タイマーを再起動し、前回の開始からの経過ミリ秒数を返す。この関数は、elapsed ( )で経過時間を取得し、start ( )でタイマーを再スタートさせるのと等価であるが、1回の操作でこれを行うため、クロック値を2回取得する必要がない。

無効なQElapsedTimer に対してこの関数を呼び出すと、未定義の動作になります。

次の例では、この関数を使用して、低速演算のパラメータ(例えば、反復回数)を較正し、この演算に少なくとも 250 ミリ秒かかるようにする方法を示します:

    QElapsedTimer timer;

    int count = 1;
    timer.start();
    do {
        count *= 2;
        slowOperation2(count);
    } while (timer.restart() < 250);

    return count;

start()、invalidate()、elapsed()、isValid()も参照

[noexcept] qint64 QElapsedTimer::secsTo(const QElapsedTimer &other) const

このQElapsedTimerother の間の秒数を返します。other がこのオブジェクトより前に開始された場合、返される値は負になります。このオブジェクトより後に開始された場合、返される値は正となる。

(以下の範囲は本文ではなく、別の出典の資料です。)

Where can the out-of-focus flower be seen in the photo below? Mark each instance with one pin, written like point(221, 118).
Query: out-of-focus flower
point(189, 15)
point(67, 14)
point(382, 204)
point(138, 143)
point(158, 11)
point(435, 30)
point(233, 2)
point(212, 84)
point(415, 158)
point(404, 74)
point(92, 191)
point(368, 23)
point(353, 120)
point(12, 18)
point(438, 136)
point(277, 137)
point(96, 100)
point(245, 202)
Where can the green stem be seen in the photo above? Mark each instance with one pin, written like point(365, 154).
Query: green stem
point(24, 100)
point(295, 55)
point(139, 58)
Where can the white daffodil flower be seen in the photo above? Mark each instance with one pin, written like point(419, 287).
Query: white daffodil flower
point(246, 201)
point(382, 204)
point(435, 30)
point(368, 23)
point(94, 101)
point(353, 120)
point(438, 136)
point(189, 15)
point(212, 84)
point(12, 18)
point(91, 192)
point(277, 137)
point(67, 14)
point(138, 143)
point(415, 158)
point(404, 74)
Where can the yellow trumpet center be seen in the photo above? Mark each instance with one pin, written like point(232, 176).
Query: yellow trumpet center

無効なQElapsedTimer でこの関数を呼び出すと、未定義の動作になります。

msecsTo() およびelapsed()も参照のこと

[noexcept] void QElapsedTimer::start()

このタイマーを開始します。いったん開始されたタイマーの値は、elapsed() またはmsecsSinceReference() で確認できる。

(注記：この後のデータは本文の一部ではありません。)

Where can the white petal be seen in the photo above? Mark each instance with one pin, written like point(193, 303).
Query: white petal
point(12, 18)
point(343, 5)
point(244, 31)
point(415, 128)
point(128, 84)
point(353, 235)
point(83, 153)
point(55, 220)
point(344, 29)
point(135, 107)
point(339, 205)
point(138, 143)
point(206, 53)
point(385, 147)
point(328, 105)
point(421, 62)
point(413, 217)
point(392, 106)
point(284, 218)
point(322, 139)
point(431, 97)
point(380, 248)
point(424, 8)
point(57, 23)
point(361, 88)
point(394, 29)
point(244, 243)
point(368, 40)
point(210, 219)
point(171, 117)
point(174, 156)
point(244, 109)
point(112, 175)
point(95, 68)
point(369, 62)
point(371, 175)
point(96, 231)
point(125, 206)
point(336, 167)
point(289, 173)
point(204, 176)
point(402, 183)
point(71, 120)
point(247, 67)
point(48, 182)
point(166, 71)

通常、タイマーの開始は、.time()などの長時間の操作の直前に行われます:

    QElapsedTimer timer;
    timer.start();

    slowOperation1();

    qDebug() << "The slow operation took" << timer.elapsed() << "milliseconds";

また、タイマーを開始すると、そのタイマーは再び有効になります。

restart(),invalidate(),elapsed()も参照のこと

関連する非会員

[noexcept] bool operator!=(const QElapsedTimer &lhs, const QElapsedTimer &rhs)

lhsrhs に異なる時間が含まれている場合はtrue を返し、そうでない場合は false を返す。

[noexcept] bool operator<(const QElapsedTimer &lhs, const QElapsedTimer &rhs)

lhsrhs よりも前に開始された場合はtrue を返し、そうでない場合は false を返す。

2つのパラメータの一方が無効で、もう一方が無効でない場合、返される値は未定義である。しかし、2つの無効なタイマーは等しいので、この関数は偽を返す。

[noexcept] bool operator==(const QElapsedTimer &lhs, const QElapsedTimer &rhs)

lhsrhs が同じ時刻を含む場合はtrue を返し、そうでない場合は false を返します。